Ingredients for the cake:
2 cups all-purpose flour
1 cup granulated sugar
2 teaspoons baking powder
1/4 teaspoon table salt
2/3 cup vegetable or canola oil
1 cup milk (I used 1%)
2 large eggs (from DanLynn Farms…love those pastel green ones!)
3 cups blueberries, fresh OR frozen (so you can make this all year!)

Ingredients for the topping:
3 tablespoons sugar
1 teaspoon ground cinnamon

1.  Preheat the oven to 350 degrees Fahrenheit and butter a 9×13 inch baking pan.
2.  In a medium bowl, whisk together the flour, sugar, baking powder, and salt.  Add the oil, milk, and eggs.  Mix with an electric mixer (I used an electric hand mixer) for about 3 minutes.
3.  Pour the batter into the prepared pan, then evenly sprinkle the blueberries on top.

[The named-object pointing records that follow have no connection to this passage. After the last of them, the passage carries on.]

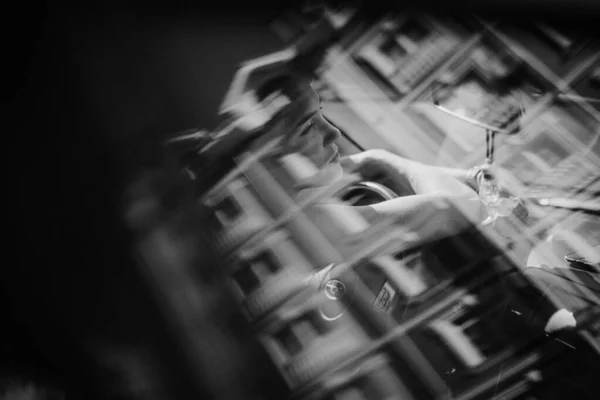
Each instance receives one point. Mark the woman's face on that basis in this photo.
(313, 135)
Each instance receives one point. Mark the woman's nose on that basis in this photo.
(330, 133)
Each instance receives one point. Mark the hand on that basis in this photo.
(561, 319)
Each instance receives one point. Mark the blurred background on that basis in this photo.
(93, 92)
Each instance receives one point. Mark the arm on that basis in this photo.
(441, 207)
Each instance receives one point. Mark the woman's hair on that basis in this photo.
(290, 84)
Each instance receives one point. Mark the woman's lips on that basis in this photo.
(335, 155)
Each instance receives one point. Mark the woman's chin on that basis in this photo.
(328, 175)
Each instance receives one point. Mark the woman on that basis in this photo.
(444, 202)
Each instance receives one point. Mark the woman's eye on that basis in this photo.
(307, 128)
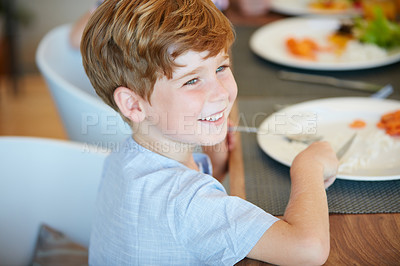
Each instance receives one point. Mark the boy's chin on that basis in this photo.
(213, 141)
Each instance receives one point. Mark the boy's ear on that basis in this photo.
(129, 103)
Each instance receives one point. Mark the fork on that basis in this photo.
(303, 138)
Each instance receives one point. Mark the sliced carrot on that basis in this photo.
(390, 122)
(358, 124)
(305, 48)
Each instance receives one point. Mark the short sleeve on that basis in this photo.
(218, 229)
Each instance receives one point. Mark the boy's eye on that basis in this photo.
(221, 68)
(191, 82)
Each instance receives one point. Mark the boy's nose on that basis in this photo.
(218, 92)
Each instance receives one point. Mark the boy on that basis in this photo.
(165, 66)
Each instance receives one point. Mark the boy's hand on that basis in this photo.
(319, 154)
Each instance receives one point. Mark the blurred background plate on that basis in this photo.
(301, 7)
(269, 42)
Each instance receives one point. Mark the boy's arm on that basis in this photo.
(302, 236)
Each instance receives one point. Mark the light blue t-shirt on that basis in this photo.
(152, 210)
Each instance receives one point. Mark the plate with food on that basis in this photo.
(308, 7)
(328, 43)
(375, 152)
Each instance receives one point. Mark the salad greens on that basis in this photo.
(379, 31)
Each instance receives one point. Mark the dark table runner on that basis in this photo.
(268, 182)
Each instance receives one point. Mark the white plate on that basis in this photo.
(331, 118)
(301, 7)
(269, 43)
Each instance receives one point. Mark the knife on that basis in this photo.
(348, 84)
(345, 147)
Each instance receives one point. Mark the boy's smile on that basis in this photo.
(193, 106)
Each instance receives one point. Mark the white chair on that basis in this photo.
(45, 181)
(85, 117)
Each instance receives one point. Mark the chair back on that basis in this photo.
(86, 118)
(45, 181)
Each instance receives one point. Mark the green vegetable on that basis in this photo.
(379, 31)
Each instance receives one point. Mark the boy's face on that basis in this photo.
(193, 106)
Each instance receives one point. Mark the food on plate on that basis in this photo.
(379, 30)
(388, 7)
(358, 123)
(332, 5)
(390, 122)
(305, 48)
(356, 40)
(367, 149)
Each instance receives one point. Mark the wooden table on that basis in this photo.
(359, 239)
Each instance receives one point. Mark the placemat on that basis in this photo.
(268, 182)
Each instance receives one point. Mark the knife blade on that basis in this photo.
(326, 80)
(345, 147)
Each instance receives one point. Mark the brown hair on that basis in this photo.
(131, 43)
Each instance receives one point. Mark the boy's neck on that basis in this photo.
(177, 151)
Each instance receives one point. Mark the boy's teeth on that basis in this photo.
(213, 117)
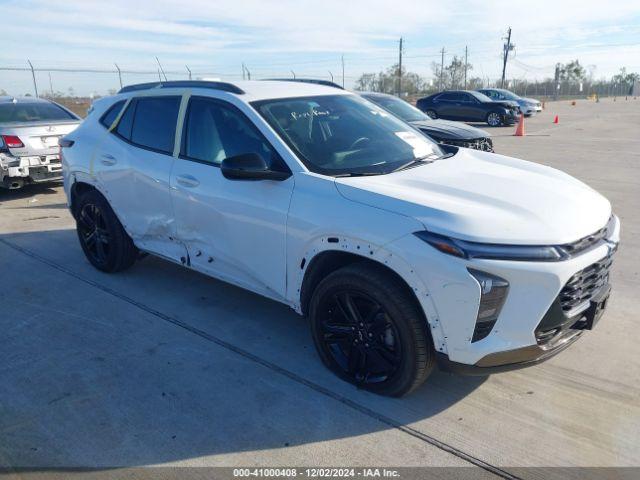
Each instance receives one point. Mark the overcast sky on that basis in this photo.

4.  In a small bowl, combine the sugar and cinnamon, then sprinkle it over the blueberries.

5.  Bake until a cake tester inserted in the center comes out clean, about 50 minutes.  (just enough time to clean up the kitchen and read “Blueberries for Sal”!


With the abundance of sweet, beautiful blueberries this year, I am freezing them for future pancakes, muffins, and boy bait.  Simply rinse, let dry thoroughly (I spread them on paper towels), pour into a plastic freezer bag, and toss the bag into your freezer.


Yes, you can make potato salad.

“It is always wise to make too much potato salad.  Even if you are cooking for two, make enough for five.  Potato salad improves with age — that is, if you are lucky enough to have any left over.”  — Laurie Colwin


Summer is the season of potato salad.  At least once a week someone is firing up the grill and tossing on some burgers or chicken or hot dogs or steak or Portobello mushrooms.  And anytime that happens it’s always time for a big bowl of potato salad.

Strolling past the vendors at the Collingswood Farmers’ Market this week, my daughter spotted red, white, and blue fingerling potatoes at Formisano Farms’ stand.  I quickly bought them.  I love when I can get a variety of colors.  And I stepped across the way and picked up a couple of bunches of my favorite organic scallions from DanLynn Farm.  With those in my wagon I was all set!

This is an easy recipe for a delicious potato salad.

5 lbs. of your favorite potatoes, cut into uniform and bite -sized pieces
1 large lemon (the juice of)
1 rib of celery, diced
2 scallions (green part included)  or 1 small red onion, diced
1 tablespoon of dried or fresh dill weed
salt to taste
1 cup of mayonnaise

1.  Wash and trim the blemishes on your potatoes.  Cut the potatoes into uniform, bite-sized pieces.  ( A word here about the potatoes.  I think this recipe works best with young potatoes…spring, red skin, fingerlings, Yukon Gold.  Scrub them.  Trim them.  Leave the skin on.  This recipe also works with russet potatoes…the older ones.  Scrub them…but peel them.  The skin on a russet potato is tough and not very appetizing.)

2.  Put the cut potatoes into a large pot of water.  Cover the cut potatoes in the pot with about an inch of water.  Bring the water to a boil.  Then turn down to a simmer.  Simmer the cut potatoes for 20 to 30 minutes or until a knife easily slides into the soft potato.

3.  Drain the potatoes in a colander in the sink.  Let the potatoes sit for about 10 minutes until they are dry.  They should still be warm though.  Do not let them cool.


4. Dump the warm potatoes into a container and squeeze the lemon over all the potatoes.  Put a cover on top and refrigerate until the potatoes are cold, at least one hour.


5.  When the potatoes are cold, take them out of the refrigerator and put them in a large bowl to mix the salad. Add the diced celery and onions, the dill, and salt to taste.  Next put in about a cup of mayonnaise (for 5 lbs. of potatoes…use less for fewer potatoes).  Mix all ingredients and you are done!  Put the salad back into the refrigerator until ready to eat.

6.  Modifications: add chopped hard boiled eggs (husband hates hard boiled eggs); add 1 teaspoon of jarred mustard or 1/2 teaspoon of dried mustard powder, especially good with Hillacres Pride’s sausages and hot dogs (omit dill if using mustard); mix in 1/2 cup of mayonnaise and a 1/2 cup of sour cream (use dill); add Hillacres Pride bacon anytime!

This potato salad is easy and delicious.  And consistent.  The recipe always works.

And if you are lucky enough to have some left over…it is delicious eaten right out of the container.  In front of your open refrigerator.  For breakfast!